On one of Thundercracker’s offshifts, they tried to beat him with their “videogames.” It was quite the debacle. They ended up getting so distracted trying to sabotage each other that Thundercracker beat them. Three times.

Their slack-jawed shock was humoring. One more game was played, and this time Thundercracker made a fatal “mistake” that cost him the game. A mech would almost think that they’d beat the flier every single round by the way they bragged. He made sure to put on the Seriously Disgruntled front so they could feel all the more pompous. What? He learned early on when bonded to Skywarp how to ham it up to appease one-track processored mechs.

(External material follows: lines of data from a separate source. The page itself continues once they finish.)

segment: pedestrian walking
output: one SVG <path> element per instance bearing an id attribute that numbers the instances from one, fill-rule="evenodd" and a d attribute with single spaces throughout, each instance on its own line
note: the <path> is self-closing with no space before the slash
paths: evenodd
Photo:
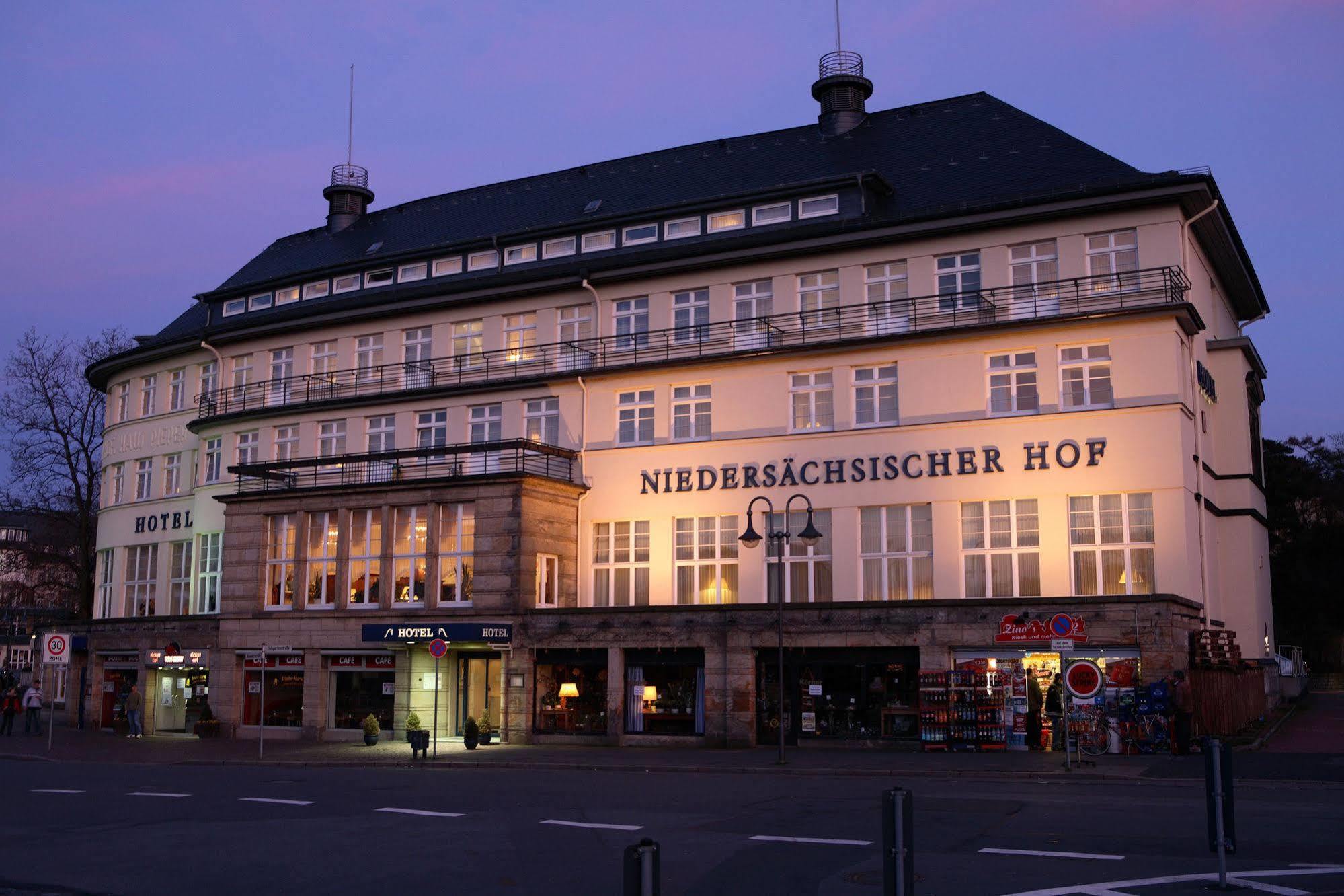
<path id="1" fill-rule="evenodd" d="M 1044 749 L 1040 744 L 1040 708 L 1044 704 L 1036 673 L 1027 670 L 1027 749 Z"/>
<path id="2" fill-rule="evenodd" d="M 23 692 L 23 733 L 42 733 L 42 682 L 34 679 L 28 690 Z"/>
<path id="3" fill-rule="evenodd" d="M 1050 748 L 1064 748 L 1064 677 L 1055 673 L 1055 681 L 1046 692 L 1046 714 L 1050 716 Z"/>
<path id="4" fill-rule="evenodd" d="M 0 696 L 0 732 L 5 737 L 13 735 L 13 717 L 20 709 L 19 705 L 19 689 L 9 685 L 4 689 L 4 696 Z"/>
<path id="5" fill-rule="evenodd" d="M 1172 706 L 1172 752 L 1177 756 L 1189 756 L 1189 729 L 1195 718 L 1195 697 L 1191 694 L 1189 682 L 1185 681 L 1184 669 L 1172 673 L 1169 700 Z"/>
<path id="6" fill-rule="evenodd" d="M 130 693 L 126 694 L 126 721 L 130 722 L 130 737 L 140 737 L 140 708 L 145 705 L 144 697 L 140 696 L 140 689 L 134 685 L 130 686 Z"/>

Of the other Cassetticons, Ravage paid a visit once in a while. The feline had a tendency to just…stare. Kinda creepy. Thundercracker just stared back until the cybercat flicked his ears and sulked away.

Then there was Buzzsaw. Now that was a mech he could relate to. Everything on this planet sucked. Frag, everything this side of the universe sucked, and they both knew it. It was almost enjoyable listening to the grumpy condor mutter to himself while he rested on Thundercracker's shoulder from time to time. Laserbeak called him “huffy.” Thundercracker said he was just looking at an honest perspective of functioning.

Lastly, but not least, Soundwave’s self-proclaimed “princess.” Laserbeak wasn’t so bad. She was the jolliest of the flock, often giving small transmission-bursts about the fun things she discovered here and there. _::I found a squishy insecticon today! Its armor was shiny and gold! Would you like to see? Yes?::_  Her enthusiasm always brought a faint smile to his faceplate.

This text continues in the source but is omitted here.